Let’s be blunt. Democrats, whose political livelihoods have steadily and increasingly become dependent on union money since Jerry Brown in his first term signed the legislation that gave state employees collective bargaining rights, are terrified of moving an inch on pensions without permission and marching orders from the labor groups that finance their campaigns.
But while it’s great to see this pointed out by practically the only contrarian voices in the progressive media, I still have two gripes with Jerry and Phil. The first is that they essentially echo the union talking point that the pension crisis has been exaggerated:
As a practical matter, pension reform is not the most pressing fiscal issue facing the state, as we’ve stipulated before.
But as a practical matter, guys, pension reform is absolutely the most pressing fiscal issue facing many local governments.
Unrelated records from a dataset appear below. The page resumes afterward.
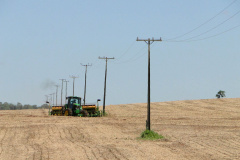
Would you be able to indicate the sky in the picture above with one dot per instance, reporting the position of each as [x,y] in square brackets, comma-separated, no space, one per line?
[43,41]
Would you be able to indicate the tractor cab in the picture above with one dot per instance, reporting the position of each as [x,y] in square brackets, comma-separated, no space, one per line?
[73,107]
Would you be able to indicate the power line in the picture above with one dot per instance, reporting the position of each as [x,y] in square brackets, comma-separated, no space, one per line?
[104,97]
[204,22]
[66,90]
[62,89]
[86,65]
[123,54]
[213,27]
[209,36]
[73,77]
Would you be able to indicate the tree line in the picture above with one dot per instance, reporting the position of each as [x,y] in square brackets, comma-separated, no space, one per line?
[18,106]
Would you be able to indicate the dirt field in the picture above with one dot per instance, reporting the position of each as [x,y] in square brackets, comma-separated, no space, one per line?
[194,130]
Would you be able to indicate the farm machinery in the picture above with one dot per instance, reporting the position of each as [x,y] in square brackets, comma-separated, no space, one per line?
[74,108]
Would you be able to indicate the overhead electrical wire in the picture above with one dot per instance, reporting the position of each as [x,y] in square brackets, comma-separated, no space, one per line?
[203,23]
[123,54]
[211,28]
[209,36]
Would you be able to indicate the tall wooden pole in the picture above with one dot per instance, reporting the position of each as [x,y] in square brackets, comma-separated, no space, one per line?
[149,42]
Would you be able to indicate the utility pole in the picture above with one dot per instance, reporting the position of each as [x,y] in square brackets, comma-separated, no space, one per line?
[56,92]
[62,89]
[86,65]
[73,77]
[149,42]
[47,98]
[66,89]
[105,82]
[53,94]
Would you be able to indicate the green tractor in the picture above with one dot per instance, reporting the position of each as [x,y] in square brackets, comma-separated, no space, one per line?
[74,108]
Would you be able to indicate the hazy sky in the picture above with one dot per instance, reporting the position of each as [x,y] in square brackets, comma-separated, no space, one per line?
[42,41]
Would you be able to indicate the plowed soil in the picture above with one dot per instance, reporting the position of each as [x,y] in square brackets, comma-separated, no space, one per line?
[193,130]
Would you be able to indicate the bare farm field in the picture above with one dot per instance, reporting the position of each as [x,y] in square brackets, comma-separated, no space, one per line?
[193,130]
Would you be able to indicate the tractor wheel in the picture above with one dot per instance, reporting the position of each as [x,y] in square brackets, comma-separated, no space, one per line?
[84,113]
[69,112]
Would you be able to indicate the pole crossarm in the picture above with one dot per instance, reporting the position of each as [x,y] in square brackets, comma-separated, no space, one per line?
[146,40]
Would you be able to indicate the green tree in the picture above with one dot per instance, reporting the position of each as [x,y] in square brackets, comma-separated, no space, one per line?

No one should ever say that the state’s not in a horrible position short term without also quickly adding but that’s not true for Los Angeles, San Jose, San Francisco, San Diego, etc.
And here’s my second gripe: When will someone in California’s progressive media point out that programs for the poor are bearing far more of the pain in recent state budgets than employee compensation? Instead, we see this pretend game that holds compensation has been slashed for years — coverage that never points out most public employees get automatic raises just for time served on the job until they have reached the top level in their job classification.
I recently pointed out 60 percent-plus of San Diego Unified’s teachers got “step” increases in each of the last three years for which their pay was reduced by furloughs. Why isn’t this sort of data presented WITH EVERY LAST STORY about employee compensation? Instead, as someone who’s read the L.A. Times for 22 years and the Sac Bee for 17, I can tell you that I literally don’t recall a single article in either of the two papers that thoroughly covered this angle.
Partisanship? Incompetence? Stupidity? A combo of the three?
Who knows. But this info is crucial and important and “contextual,” to use the trendy term from the ombud set.
Roberts and Trounstine have dared to cross the unions by being “contextual” on pension reform. Now if only the Evan Halpers and Judy Lins of the world would follow suit on local and state government pay practices. At a time wen the saftey net is being gutted, it’s not partisan analysis to point out what those practices say about how 21st-century California Democrats define “social justice.” It’s bleeping obvious.